The Shadow Culture Secretary said this morning that while the licence fee is not a perfect mechanism, adding that “you would not necessarily start with it if we didn’t have it now”, it is an affordable way of funding quality broadcasting.

The annual fee is set by the government, which announced in 2016 that it would rise in line with inflation for five years from April 2017. But the Secretary of State said on Sunday that “the days of the elderly being threatened with prison sentences and bailiffs knocking on doors” were over.

The licence fee is guaranteed until at least 2027 by the BBC’s royal charter, which sets out the broadcaster’s funding and purpose. Ministers are expected to announce this week, however, that the fee will be frozen for two years.

Money raised from the fee pays for BBC shows and services including TV, radio, the BBC website, podcasts, iPlayer and apps. Lengthy negotiations have already taken place between BBC executives and ministers over a funding settlement.

Dorries told the Tory Party conference last year that the BBC needed “real change” in order to represent the entire UK and accused it of “groupthink”. The Culture Secretary tweeted this weekend: “Time now to discuss and debate new ways of funding, supporting and selling great British content.”

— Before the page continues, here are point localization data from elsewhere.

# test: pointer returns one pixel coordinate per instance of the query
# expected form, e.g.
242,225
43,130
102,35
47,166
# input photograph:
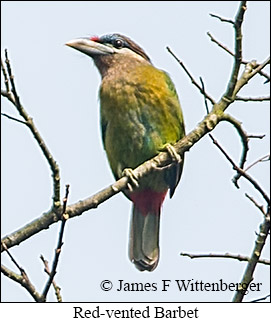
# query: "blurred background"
59,88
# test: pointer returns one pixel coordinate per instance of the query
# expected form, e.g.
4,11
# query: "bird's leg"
175,157
133,180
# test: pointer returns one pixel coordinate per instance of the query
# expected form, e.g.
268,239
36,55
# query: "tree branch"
22,279
64,218
232,54
226,255
14,98
47,270
238,50
242,172
202,91
254,259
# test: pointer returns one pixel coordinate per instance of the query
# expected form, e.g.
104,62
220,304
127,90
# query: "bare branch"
260,160
5,76
191,77
259,99
47,270
244,139
232,54
22,279
261,299
12,118
238,50
222,19
226,255
260,207
14,98
204,94
59,245
242,172
249,271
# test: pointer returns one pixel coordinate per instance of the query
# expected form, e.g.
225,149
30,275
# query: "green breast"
140,113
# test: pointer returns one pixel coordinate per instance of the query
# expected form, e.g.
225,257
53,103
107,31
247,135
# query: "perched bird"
140,116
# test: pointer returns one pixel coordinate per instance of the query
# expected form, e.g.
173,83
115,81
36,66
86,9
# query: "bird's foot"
175,157
133,180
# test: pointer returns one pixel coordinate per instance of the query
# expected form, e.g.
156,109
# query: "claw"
173,154
133,180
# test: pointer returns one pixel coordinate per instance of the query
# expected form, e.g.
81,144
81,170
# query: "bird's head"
111,50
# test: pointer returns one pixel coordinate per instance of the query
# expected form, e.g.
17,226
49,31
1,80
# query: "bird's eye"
118,43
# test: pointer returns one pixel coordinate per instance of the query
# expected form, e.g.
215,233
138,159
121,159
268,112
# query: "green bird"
140,116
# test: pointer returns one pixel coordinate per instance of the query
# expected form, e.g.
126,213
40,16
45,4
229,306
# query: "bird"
140,115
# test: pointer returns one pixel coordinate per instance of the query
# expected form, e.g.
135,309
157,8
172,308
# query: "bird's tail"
144,232
144,240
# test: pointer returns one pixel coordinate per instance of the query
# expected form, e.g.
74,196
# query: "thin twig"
260,160
260,299
222,19
259,99
241,171
250,268
232,54
244,138
5,76
260,207
47,270
226,255
204,94
256,136
30,124
238,50
12,118
190,76
59,245
22,279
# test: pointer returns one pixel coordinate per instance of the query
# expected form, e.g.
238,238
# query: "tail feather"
144,239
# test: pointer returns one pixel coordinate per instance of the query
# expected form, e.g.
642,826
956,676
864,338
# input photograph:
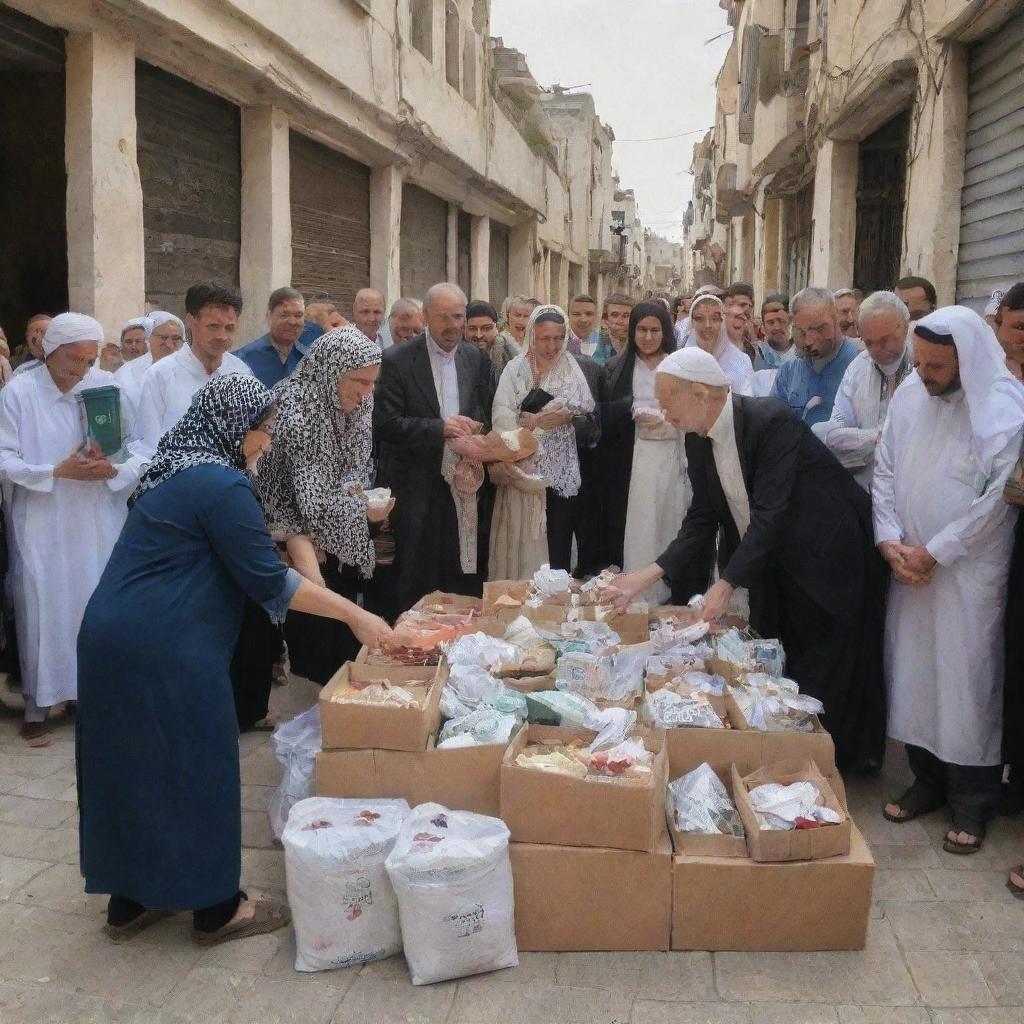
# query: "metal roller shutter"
330,197
189,162
991,244
424,241
498,275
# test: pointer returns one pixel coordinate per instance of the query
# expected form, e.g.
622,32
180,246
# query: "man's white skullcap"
694,365
69,328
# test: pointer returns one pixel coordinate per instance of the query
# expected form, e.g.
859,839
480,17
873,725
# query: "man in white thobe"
68,506
951,438
868,384
170,384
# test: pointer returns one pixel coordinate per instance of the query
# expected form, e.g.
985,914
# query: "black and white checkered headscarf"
222,412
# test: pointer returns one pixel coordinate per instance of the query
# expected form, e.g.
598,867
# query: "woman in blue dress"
158,739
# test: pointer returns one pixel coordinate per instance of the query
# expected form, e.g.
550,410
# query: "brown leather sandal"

Her intervention came amid the turmoil caused by allegations of Covid rule-breaking parties being held in Downing Street over the course of pandemic. According to The Times, the licence fee freeze is one of a number of announcements expected this week in an effort, dubbed ‘operation red meat’, to placate backbenchers.

Other policies to be unveiled by ministers in coming days include a renewed drive to stop refugees crossing the Channel in small boats, tackling the NHS operations backlog, investment in skills and the lifting of Covid restrictions.

“The BBC does a good job of holding us all to account, and they ask us questions that are really tough… and quite right too,” Keir Starmer told LBC listeners today.

“This is saying to the BBC ‘we don’t like your coverage of us and we’re going to threaten you financially as a result’. This is a very bad step in a democracy. Face the music, the government’s got answers, go out and give those answers to the BBC.”